In theory I know about this period, having studied it somewhat superficially long ago, and as far as I can tell it’s historically accurate – it’s certainly entirely convincing, and delightfully free of anachronistic attitudes forced onto the historical characters. Almost every character in it is a real person – I think only the Nicolsons and occasional peripheral characters are an outright creation of the author, though I stand to be corrected if I’m wrong on that. Given that I struggled from time to time to place people in their correct factions, I did wonder whether this would be a difficult one for people with no knowledge of the history, but I found as I read on that gradually it all became clear, so I feel it would work even for newcomers to the period and is a painless and enjoyable way to learn a little about this interesting time. I felt that a character list showing titles and religious and political affiliations would have been helpful, especially in the early stages – I was reading a NetGalley copy, so don’t know whether that is perhaps included in the published version. There is a guide to archaic Scots vocabulary, in my copy at the end of the book, although happily (being an archaic Scot) I didn’t find much need to refer to it. Greig is great at putting possibly unfamiliar words into context so that their meaning is obvious.
Greig is himself a poet, and his love of being part of the long and ancient tradition of Scottish poetry shows through often in his work. Here he gives a lovely picture of the young Will’s development as a poet, at first derivative of the poets he himself revered before gradually finding his own style. Unfortunately I couldn’t find much of Fowler’s poetry online, but I felt Greig gave a great flavour, not just of him but of some of the earlier poets he shows Fowler as admiring. (It (almost) made me want to revisit some of those early incomprehensible Scottish poets forced on me long ago in school!)
Goodness, 800 words* and I’ve barely mentioned Rose!

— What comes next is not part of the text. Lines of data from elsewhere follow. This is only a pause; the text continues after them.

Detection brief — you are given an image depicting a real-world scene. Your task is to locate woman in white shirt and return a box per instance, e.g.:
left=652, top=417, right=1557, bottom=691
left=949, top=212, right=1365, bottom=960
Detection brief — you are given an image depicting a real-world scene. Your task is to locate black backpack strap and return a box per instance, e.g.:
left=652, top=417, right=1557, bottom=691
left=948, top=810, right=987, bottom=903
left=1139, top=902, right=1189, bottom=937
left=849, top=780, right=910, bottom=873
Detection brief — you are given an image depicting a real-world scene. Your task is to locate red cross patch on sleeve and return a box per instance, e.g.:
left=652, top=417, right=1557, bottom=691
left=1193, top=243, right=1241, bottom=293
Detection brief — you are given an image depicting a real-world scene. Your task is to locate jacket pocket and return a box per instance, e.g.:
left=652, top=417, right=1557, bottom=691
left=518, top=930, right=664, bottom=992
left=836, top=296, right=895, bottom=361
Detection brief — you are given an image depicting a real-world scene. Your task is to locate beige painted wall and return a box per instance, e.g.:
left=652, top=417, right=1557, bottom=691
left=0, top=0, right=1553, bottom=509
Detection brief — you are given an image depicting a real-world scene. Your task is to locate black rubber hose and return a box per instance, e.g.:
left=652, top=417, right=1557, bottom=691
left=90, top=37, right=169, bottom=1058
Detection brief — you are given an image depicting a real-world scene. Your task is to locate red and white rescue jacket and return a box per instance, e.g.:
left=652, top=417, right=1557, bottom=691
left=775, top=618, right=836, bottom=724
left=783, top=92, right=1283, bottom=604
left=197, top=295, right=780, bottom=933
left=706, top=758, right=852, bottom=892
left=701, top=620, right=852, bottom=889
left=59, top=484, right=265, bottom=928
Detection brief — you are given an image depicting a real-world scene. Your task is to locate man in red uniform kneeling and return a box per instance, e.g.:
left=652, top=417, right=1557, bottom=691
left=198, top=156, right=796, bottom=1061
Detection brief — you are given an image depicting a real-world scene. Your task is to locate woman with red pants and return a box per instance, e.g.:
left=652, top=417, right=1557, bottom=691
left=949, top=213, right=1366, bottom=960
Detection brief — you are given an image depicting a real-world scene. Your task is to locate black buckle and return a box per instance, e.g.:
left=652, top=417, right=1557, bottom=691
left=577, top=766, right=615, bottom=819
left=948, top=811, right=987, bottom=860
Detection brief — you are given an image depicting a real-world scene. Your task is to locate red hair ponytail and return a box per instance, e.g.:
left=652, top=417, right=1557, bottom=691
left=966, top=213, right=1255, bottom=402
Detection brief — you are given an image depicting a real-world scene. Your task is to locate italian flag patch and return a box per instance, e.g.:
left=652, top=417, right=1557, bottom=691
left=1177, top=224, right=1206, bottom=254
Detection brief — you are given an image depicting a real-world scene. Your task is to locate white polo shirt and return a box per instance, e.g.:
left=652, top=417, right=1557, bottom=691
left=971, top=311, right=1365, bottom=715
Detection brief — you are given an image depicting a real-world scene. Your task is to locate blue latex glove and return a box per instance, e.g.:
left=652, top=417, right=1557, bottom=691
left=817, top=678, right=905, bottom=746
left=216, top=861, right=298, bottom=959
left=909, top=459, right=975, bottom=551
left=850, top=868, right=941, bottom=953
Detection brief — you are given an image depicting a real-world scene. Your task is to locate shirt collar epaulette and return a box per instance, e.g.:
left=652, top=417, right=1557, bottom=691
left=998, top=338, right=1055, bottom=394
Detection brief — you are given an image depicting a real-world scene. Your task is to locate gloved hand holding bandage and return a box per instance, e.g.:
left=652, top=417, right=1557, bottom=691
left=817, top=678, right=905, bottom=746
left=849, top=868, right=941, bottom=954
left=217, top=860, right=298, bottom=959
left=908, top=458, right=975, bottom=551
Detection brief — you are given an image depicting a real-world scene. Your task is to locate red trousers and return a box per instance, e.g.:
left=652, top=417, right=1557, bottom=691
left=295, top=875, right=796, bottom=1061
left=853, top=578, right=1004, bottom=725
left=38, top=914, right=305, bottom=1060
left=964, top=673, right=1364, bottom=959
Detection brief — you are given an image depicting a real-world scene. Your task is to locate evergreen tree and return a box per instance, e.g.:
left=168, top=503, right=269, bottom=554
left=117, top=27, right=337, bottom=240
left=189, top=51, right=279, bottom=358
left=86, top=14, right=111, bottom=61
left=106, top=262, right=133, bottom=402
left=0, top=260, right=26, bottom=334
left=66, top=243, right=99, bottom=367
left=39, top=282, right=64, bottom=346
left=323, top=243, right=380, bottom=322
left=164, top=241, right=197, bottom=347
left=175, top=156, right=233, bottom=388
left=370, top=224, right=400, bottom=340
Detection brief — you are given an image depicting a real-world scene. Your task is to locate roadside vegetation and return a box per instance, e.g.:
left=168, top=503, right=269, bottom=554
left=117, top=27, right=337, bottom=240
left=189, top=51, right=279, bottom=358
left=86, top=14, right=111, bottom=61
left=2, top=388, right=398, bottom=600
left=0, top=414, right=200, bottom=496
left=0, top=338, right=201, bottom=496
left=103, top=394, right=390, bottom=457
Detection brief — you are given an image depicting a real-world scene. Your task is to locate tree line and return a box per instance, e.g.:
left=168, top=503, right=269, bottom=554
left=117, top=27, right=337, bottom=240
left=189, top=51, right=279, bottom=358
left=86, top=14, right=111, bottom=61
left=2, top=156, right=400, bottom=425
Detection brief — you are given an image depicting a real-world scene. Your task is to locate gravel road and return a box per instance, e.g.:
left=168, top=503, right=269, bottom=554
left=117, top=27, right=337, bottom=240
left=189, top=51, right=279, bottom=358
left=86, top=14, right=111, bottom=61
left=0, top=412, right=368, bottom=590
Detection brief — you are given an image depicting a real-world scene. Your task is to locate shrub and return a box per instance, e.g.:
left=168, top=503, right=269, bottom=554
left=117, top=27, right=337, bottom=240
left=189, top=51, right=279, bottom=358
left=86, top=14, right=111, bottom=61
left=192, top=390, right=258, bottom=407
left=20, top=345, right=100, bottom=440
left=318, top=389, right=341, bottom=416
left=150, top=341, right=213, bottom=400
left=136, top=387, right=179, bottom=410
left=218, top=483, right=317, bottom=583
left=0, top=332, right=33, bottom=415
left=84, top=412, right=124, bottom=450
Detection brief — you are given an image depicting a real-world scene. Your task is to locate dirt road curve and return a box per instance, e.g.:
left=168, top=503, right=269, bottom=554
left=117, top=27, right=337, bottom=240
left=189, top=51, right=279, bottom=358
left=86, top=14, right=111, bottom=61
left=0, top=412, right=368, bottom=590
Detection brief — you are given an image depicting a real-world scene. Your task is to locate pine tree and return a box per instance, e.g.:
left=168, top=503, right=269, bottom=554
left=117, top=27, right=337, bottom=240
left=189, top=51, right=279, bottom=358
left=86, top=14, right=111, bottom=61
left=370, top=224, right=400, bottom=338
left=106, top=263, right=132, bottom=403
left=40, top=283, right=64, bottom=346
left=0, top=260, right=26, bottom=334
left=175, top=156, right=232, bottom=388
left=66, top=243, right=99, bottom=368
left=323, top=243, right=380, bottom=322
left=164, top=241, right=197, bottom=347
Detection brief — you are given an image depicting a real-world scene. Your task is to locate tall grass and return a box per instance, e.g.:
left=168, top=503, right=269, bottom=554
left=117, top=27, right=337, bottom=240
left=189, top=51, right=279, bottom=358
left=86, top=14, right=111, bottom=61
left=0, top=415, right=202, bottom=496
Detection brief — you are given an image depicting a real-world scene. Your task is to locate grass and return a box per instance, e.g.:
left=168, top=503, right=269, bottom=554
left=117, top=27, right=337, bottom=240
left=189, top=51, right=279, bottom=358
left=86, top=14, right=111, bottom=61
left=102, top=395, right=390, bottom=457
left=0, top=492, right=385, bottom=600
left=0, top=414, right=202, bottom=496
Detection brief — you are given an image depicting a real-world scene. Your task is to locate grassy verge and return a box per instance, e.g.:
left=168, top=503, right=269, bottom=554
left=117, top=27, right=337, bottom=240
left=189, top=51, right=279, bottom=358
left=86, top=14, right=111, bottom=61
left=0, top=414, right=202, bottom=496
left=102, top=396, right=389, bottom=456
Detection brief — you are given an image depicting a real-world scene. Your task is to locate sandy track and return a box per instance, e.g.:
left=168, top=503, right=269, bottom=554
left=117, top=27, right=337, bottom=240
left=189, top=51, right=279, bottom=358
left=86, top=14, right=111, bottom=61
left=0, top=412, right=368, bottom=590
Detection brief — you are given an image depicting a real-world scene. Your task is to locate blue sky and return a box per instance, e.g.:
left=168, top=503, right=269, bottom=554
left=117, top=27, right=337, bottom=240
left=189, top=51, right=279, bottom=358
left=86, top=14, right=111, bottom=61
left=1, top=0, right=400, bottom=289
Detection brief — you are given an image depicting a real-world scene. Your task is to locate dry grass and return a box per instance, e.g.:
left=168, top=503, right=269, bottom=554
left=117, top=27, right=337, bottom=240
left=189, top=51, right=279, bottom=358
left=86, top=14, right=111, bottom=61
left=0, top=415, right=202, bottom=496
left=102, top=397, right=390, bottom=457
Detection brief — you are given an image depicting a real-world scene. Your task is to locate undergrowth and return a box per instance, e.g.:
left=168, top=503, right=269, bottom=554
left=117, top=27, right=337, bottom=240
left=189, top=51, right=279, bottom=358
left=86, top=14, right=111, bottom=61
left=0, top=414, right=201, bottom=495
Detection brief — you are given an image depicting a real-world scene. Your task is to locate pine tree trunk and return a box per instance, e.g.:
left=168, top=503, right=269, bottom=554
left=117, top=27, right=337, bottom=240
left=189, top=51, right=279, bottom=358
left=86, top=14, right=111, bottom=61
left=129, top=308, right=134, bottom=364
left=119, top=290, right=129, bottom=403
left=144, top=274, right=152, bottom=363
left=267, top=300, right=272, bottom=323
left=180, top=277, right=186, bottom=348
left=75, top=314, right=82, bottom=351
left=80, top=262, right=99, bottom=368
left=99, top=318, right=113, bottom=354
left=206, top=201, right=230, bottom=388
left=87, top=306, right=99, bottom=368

Rose is a great character too, an intelligent and opinionated young woman restricted by both gender and class. Educated beyond her social level by her brother Tom, she struggles to conform to society’s expectations and, as happened frequently in those days to women who couldn’t conform, falls foul of the church. Will’s passion for her is beautifully done – a boyish infatuation that slowly matures into true friendship and love. Although Rose’s story gives a structure to the book, the real star is Will and the meat of it, for me at least, lies in the political machinations of the Reformation. Oh dear, I haven’t talked enough about the King, either, or Walter Scott and the border reiving, or the Earl of Bothwell, or Will’s adventures in Paris! There’s nothing else for it – you’ll just have to read it for yourself! My highest recommendation for this wonderful book!
*I seem to have confused everyone with this. I’m commenting on the excessive length of my review, not the book. The paperback is 464 pages and every word a delight.
NB This book was provided for review by the publisher, Quercus.